Antonio Tajani diz que a União Europeia não irá reconhecer a Assembleia Constituinte da Venezuela. Créditos: Parlamenteo Europeu/Flickr
Antonio Tajani diz que a União Europeia não irá reconhecer a Assembleia Constituinte da Venezuela. Créditos: Parlamenteo Europeu/Flickr

Portugal encarrila na mesma linha de pensamento. Augusto Santos Silva, ministro dos Negócios Estrangeiros português, classifica o resultado de domingo como um “passo negativo” para a Venezuela. Contudo, admite algumas reservas quanto às possíveis sanções sugeridas pelo presidente do Parlamento Europeu, uma vez que a comunidade portuguesa no país latino-americano está em cima da mesa: “Não ultrapassamos etapas e definimos sempre a nossa posição(…): o que ajuda mais e o que prejudica mais a nossa comunidade portuguesa e luso-venezuelana que reside na Venezuela.

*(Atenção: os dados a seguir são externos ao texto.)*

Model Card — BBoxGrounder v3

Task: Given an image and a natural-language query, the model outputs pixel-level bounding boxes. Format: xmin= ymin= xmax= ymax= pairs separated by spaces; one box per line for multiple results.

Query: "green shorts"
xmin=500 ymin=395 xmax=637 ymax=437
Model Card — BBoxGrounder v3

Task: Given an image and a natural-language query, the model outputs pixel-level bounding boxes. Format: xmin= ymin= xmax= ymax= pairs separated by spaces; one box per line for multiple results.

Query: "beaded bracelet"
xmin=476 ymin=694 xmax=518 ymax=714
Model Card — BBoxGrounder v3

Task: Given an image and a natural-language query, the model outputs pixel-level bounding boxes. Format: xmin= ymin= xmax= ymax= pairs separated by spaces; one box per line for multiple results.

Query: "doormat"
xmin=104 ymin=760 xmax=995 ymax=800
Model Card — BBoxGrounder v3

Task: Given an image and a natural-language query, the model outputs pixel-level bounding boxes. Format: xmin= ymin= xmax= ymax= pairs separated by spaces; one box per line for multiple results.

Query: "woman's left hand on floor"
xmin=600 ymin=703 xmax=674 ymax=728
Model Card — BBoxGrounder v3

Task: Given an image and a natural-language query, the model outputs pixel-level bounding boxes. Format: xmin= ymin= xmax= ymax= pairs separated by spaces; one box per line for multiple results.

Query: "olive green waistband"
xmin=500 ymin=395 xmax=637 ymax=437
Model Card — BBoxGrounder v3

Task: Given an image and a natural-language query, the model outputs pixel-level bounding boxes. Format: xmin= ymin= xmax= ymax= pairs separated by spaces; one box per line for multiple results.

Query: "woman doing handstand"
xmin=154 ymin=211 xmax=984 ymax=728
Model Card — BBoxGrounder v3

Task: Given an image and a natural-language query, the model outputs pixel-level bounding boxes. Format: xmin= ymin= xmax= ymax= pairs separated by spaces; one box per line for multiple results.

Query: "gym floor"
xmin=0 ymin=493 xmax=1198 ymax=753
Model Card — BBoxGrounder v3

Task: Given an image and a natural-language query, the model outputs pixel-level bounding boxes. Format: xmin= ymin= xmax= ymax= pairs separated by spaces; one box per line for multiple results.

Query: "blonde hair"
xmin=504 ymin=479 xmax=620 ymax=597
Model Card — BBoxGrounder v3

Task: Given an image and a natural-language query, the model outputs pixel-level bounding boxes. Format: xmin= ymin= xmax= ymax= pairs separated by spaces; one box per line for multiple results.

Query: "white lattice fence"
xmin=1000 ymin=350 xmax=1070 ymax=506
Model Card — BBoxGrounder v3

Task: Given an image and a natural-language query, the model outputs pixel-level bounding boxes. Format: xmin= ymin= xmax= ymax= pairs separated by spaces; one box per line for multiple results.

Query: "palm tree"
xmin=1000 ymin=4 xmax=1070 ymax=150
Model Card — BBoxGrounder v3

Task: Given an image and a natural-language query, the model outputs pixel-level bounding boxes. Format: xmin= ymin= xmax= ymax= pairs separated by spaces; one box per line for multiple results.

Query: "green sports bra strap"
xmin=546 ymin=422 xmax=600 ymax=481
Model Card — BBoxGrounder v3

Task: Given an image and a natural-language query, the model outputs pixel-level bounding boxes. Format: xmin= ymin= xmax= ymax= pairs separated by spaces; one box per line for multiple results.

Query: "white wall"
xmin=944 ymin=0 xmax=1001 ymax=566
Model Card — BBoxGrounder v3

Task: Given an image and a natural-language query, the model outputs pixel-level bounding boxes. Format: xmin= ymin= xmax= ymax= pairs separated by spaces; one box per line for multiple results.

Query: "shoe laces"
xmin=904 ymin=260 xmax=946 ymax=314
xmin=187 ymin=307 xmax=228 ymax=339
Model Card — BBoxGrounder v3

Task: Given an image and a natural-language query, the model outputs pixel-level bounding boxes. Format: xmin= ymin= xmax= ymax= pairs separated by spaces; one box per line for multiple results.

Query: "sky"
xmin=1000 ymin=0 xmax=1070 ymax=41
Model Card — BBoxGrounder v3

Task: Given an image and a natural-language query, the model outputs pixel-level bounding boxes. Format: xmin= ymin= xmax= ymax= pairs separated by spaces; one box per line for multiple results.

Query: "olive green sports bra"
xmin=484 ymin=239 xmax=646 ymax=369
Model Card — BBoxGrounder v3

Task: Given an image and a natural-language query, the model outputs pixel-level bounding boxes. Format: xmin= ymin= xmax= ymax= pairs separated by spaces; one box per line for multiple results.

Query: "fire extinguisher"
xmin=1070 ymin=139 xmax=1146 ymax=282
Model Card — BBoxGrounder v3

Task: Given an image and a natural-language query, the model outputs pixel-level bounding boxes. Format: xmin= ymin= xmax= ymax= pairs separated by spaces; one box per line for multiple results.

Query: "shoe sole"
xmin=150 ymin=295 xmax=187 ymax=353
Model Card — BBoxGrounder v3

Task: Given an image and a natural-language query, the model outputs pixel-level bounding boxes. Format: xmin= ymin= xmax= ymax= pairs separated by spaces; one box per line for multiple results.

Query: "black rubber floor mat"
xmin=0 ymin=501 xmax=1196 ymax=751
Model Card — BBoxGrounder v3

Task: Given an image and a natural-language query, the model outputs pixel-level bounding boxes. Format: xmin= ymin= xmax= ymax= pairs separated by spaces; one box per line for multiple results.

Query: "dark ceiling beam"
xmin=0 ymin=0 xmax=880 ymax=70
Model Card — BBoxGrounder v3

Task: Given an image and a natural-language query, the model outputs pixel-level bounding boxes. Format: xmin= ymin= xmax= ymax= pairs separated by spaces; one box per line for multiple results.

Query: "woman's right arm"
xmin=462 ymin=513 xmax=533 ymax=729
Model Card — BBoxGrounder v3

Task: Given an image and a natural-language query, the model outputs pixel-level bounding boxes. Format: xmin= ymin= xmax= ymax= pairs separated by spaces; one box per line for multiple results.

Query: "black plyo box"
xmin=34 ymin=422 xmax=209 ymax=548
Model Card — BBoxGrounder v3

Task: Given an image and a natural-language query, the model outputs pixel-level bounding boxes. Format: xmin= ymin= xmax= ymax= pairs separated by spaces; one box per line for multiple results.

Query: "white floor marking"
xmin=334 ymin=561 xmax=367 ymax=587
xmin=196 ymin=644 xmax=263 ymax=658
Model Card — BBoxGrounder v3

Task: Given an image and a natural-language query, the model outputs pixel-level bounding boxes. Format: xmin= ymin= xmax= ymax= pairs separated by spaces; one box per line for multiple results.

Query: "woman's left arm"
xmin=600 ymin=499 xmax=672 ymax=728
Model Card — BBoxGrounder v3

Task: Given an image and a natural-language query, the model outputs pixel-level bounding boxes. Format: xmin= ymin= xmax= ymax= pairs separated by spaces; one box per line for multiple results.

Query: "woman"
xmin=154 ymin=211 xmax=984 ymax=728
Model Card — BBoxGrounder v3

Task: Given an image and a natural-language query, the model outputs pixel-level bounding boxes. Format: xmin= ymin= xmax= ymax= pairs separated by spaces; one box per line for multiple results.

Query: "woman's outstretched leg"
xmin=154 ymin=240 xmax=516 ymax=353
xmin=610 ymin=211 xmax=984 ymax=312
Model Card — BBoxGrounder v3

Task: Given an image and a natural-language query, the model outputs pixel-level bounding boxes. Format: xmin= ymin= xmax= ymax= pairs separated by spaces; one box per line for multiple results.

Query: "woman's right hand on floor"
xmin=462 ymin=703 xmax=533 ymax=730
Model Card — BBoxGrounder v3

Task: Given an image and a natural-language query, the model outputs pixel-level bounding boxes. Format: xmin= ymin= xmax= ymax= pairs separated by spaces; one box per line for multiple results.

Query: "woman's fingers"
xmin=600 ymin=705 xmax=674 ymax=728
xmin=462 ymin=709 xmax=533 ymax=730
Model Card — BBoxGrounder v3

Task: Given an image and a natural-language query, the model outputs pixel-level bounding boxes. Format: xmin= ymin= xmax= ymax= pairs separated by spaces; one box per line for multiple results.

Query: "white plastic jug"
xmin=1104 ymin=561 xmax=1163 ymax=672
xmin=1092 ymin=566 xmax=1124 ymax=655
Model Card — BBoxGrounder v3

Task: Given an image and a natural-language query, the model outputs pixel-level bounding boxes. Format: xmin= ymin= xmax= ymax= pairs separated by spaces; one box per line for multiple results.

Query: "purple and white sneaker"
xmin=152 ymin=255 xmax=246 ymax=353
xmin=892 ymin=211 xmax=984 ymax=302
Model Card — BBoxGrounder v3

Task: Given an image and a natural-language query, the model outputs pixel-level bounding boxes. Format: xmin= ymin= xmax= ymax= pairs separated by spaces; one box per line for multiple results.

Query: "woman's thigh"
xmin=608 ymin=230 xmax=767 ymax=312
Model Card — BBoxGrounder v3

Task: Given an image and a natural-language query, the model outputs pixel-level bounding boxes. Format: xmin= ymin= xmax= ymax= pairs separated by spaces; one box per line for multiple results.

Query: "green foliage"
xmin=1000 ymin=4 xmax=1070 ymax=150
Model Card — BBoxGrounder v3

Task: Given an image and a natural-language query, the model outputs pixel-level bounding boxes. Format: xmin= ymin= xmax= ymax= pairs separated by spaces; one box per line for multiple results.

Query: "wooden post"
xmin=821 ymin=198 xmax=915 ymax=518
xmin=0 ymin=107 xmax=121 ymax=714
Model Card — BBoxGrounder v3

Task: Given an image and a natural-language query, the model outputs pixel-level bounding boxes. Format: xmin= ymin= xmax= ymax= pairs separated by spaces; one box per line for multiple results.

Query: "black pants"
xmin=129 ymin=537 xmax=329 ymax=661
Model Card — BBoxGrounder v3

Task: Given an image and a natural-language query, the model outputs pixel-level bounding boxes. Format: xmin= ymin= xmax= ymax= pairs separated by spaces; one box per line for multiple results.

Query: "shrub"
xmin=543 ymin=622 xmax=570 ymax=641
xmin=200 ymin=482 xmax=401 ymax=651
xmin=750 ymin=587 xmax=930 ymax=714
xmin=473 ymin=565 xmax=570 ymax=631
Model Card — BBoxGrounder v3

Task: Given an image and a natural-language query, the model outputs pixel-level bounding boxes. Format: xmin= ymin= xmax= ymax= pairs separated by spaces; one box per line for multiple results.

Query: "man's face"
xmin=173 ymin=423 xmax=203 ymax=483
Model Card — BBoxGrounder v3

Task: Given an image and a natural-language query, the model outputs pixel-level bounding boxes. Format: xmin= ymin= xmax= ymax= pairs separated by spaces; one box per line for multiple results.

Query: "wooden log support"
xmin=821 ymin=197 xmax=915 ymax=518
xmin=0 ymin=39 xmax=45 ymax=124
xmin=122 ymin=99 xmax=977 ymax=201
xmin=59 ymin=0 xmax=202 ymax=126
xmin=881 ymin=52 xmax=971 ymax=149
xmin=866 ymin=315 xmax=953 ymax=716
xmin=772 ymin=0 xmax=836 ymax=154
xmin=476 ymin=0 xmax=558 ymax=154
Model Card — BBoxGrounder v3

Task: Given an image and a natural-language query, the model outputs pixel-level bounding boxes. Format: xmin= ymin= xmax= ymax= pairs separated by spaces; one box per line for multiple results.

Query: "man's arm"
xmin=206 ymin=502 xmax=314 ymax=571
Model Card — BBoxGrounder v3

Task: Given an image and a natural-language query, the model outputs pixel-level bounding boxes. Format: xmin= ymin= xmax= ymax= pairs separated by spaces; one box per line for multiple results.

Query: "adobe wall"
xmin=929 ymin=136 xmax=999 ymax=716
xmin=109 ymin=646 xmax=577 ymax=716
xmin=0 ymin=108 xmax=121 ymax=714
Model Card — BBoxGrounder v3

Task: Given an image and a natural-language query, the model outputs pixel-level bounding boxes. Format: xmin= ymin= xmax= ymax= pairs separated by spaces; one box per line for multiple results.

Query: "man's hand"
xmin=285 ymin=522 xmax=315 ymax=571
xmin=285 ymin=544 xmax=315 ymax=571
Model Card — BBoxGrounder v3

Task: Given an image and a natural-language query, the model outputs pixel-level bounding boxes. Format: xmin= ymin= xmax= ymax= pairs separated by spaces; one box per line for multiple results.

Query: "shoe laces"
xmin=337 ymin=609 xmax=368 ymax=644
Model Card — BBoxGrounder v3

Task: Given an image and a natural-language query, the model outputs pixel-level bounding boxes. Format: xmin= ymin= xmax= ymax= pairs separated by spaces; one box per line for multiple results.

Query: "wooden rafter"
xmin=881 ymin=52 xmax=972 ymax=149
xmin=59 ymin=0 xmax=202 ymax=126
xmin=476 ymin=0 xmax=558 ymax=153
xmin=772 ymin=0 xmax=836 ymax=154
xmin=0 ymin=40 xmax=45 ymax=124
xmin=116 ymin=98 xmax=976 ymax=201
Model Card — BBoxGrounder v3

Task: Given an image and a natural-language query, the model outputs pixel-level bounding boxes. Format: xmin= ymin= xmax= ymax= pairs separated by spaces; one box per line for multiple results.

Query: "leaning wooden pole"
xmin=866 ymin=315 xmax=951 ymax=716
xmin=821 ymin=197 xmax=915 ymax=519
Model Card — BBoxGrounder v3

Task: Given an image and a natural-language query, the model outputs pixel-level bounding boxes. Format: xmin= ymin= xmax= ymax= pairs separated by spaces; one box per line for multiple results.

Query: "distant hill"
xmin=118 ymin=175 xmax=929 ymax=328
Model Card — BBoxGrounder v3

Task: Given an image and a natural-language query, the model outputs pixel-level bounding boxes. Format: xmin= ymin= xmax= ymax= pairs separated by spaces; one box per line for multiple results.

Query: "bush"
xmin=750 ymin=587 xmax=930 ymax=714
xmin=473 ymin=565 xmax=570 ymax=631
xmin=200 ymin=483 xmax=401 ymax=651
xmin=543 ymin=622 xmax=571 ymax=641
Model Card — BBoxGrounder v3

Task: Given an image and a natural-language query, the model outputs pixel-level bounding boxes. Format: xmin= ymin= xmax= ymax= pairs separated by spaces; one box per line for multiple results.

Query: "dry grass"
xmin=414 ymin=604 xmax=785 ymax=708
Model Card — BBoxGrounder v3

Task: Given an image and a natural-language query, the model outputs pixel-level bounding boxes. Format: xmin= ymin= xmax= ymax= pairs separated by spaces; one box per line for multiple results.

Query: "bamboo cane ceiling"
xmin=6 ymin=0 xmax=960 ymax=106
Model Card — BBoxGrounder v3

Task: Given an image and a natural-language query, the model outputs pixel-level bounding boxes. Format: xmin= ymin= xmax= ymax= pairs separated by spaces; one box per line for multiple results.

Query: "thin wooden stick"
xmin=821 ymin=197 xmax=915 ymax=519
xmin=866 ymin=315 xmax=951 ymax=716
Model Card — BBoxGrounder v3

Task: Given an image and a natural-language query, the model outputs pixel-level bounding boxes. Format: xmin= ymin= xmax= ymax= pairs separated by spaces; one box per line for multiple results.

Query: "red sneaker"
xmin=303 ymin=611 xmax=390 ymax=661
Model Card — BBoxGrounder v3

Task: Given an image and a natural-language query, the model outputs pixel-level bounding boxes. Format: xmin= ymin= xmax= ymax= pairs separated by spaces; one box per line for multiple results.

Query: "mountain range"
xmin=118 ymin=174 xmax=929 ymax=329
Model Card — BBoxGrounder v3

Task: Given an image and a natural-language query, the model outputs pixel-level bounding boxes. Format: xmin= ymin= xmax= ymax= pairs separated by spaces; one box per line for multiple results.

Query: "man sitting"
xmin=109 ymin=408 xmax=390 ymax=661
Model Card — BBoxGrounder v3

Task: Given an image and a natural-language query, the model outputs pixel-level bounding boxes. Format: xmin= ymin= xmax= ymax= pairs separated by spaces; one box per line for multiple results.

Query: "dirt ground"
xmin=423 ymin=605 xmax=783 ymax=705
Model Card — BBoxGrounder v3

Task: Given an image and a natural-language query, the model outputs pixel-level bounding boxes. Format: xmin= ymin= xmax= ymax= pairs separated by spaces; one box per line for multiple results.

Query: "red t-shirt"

Não faço nada que prejudique e faço tudo o que possa ajudar”.

“Vitória para a Venezuela”

Em sentido oposto à maioria da contestação internacional, existem vários países que mantêm o seu apoio ao regime de Maduro. Cuba, Rússia ou Nicarágua são alguns dos Estados que valorizam a independência do país e apontam o dedo à “submissão” aos Estados Unidos de grande parte da comunidade internacional.

Cuba responsabiliza os Estados Unidos do crescente isolamento internacional de que a Venezuela está a ser alvo. “Conhecemos bem todas estas práticas intervencionistas. Acreditam que através disso conseguirão a submissão do povo a uma oposição fantoche que financiaram e que agora promete fazer arder o país”, declarou Habana.

Moscovo segue a mesma filosofia e critica “todos os que querem negar os resultados das eleições venezuelanas e incrementar a pressão económica sobre Caracas”. O governo russo confirmou ainda o seu total apoio na “criação de condições propícias” à Assembleia Constituinte para que se possa enveredar por uma “solução pacífica”.

Os países vêm as eleições como uma demonstração de autodeterminação do povo venezuelano. Créditos: Henry Romero/Reuters
Os países vêm as eleições como uma demonstração de autodeterminação do povo venezuelano. Créditos: Henry Romero/Reuters

Nicarágua, pequena nação da América Central, mostra também a sua aversão ao “aval imperialista de domínio e destruição” de Washington. Para Rosario Murillo, porta-voz, primeira-dama e vice-presidente da República, a Venezuela “defende com votos o seu direito à autodeterminação e à paz”.

Mas porquê eleições?

No passado domingo realizaram-se as eleições para a criação da Assembleia Constituinte, responsável pela reformulação da Constituição de 1999, elaborada com Hugo Chávez no poder. Os 364 deputados eleitos por sufrágio direto juntam-se a 181 outros elementos, nomeados por instituições e organismos a definir pelo governo. Contas feitas, são 545 assentos disponíveis para se discutir a nova carta venezuelana.

Os protestos são uma das garantias da oposição. Créditos: Sergio Perez/Reuters
Os protestos são uma das garantias da oposição. Créditos: Sergio Perez/Reuters

Neste ato que é denominado pela oposição como “auto-golpe de Estado”, Maduro declara a sua intenção de fortalecer “a defesa dos direitos sagrados e das conquistas sociais”. Contudo, e apesar de em teoria a Assembleia Constituinte se encontrar acima do presidente na hierarquia política, a formação deste órgão de poder é vista como uma oportunidade de Nicolás Maduro centralizar todos os poderes e instituições políticas em detrimento da capacidade decisiva da Assembleia Nacional. A oposição promete continuar com os protestos nas ruas e um possível referendo castrador da Constituição, numa altura em que o presidente venezuelano está mais próximo de consolidar o seu regime e a sua figura no poder.